Purpose : Fuchs endothelial corneal dystrophy (FECD) is a female predominant, age-related disorder, characterized by corneal endothelial cell (CEnC) loss. Ultraviolet-A (UVA) light has been shown to recapitulate the changes seen in FECD in females due to oxidative metabolism of estrogen. Previously, we have shown that acute exposure to UVA causes CEnC re-entry into G2/M phase and activation of p21, indicative of early senescent phenotype. However, the effects of chronic stress (CS), as seen in degenerative aging process, have not been explored. In this study, we investigate if prolonged exposure to oxidized estrogen (4-OHE2) and UVA, leads to a shift in cell cycle regulators and a pro-fibrotic phenotype seen in guttae formation in FECD.

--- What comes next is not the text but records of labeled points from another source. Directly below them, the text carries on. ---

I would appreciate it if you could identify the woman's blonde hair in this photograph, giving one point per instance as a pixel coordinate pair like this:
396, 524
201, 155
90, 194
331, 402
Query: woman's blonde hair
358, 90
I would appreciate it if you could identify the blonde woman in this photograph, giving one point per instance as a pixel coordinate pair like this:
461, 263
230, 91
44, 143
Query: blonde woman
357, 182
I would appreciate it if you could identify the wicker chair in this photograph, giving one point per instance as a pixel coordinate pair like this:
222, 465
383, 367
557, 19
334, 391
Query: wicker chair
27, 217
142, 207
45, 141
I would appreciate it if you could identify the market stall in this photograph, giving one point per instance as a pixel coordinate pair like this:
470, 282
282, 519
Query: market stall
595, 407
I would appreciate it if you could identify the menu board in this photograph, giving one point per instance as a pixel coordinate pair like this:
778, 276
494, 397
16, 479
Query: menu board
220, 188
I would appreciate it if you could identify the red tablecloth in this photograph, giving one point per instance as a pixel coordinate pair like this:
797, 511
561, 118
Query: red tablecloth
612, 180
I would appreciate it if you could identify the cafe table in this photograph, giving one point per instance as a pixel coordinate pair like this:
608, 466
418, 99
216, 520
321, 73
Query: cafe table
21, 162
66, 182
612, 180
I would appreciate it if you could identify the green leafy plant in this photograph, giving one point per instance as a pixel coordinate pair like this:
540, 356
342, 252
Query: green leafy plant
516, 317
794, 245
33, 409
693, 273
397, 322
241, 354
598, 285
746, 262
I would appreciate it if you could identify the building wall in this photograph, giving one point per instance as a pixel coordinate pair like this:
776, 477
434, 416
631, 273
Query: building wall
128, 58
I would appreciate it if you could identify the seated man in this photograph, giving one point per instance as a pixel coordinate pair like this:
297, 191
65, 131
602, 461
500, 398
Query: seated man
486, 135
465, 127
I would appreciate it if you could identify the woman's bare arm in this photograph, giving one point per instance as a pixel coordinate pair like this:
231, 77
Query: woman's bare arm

Methods : Chronic stress was induced by exposing HCEnC-21T to UVA (25J/cm²) and 4OHE₂ (20 µM) on days 1 and 6. Immunostaining, cell-cycle analysis, and RT-PCR were performed on day 9. Cell sorting of G0/G1 and G2/M was conducted by fluorescence activated cell sorting (FACS). UVA-irradiated (500J/cm²) C57BL/6J female mice were treated with a senolytic cocktail of Dasatinib (1mg/kg) and Quercetin (10mg/kg).

Results : CS induced greater cell reentry to the G0/G1 (60±2%) compared to G2/M (14±2%; p<0.01) and led to accumulation of higher p16 (65±9%; p<0.001), p21 (36±6%; p<0.001) and SA-β-Gal (60±8%; p<0.001) compared to non-stressed controls. Moreover, CS induced increased expression of cyclin D1 (66±4%; p<0.05), and downregulation of cyclin dependent kinase CDK4/6 (p<0.05) and pRB (9±3%; p<0.001) compared to controls, indicating G0/G1 arrest. RT-PCR analysis of FACS-sorted cells revealed upregulation of CDKN2A (5-fold; p<0.01) and ACTA2 (80-fold; p<0.001) in the G0/G1 compared to G2/M, indicating G0/G1-dependent induction of senescence and pro-fibrotic phenotype. Senolytics treatment in UVA-irradiated mice significantly reduced CDKN2A (12-fold; p<0.001), CDKN1A (8-fold; p<0.001) and ACTA2 (3-fold; p<0.001) and rescued CE cell loss (1.3-fold; p<0.001).

Conclusions : UVA and estrogen activate cell cycle re-entry into G2/M and with chronic exposure induce permanent cell cycle arrest in G0/G1 phase and irreversible senescence. This shift also leads to a pro-fibrotic phenotype as observed by upregulation of ACTA2, seen in FECD. Senolytics ameliorate senescence and fibrosis, suggesting a potential therapeutic target for preventing FECD.

This abstract was presented at the 2024 ARVO Annual Meeting, held in Seattle, WA, May 5-9, 2024.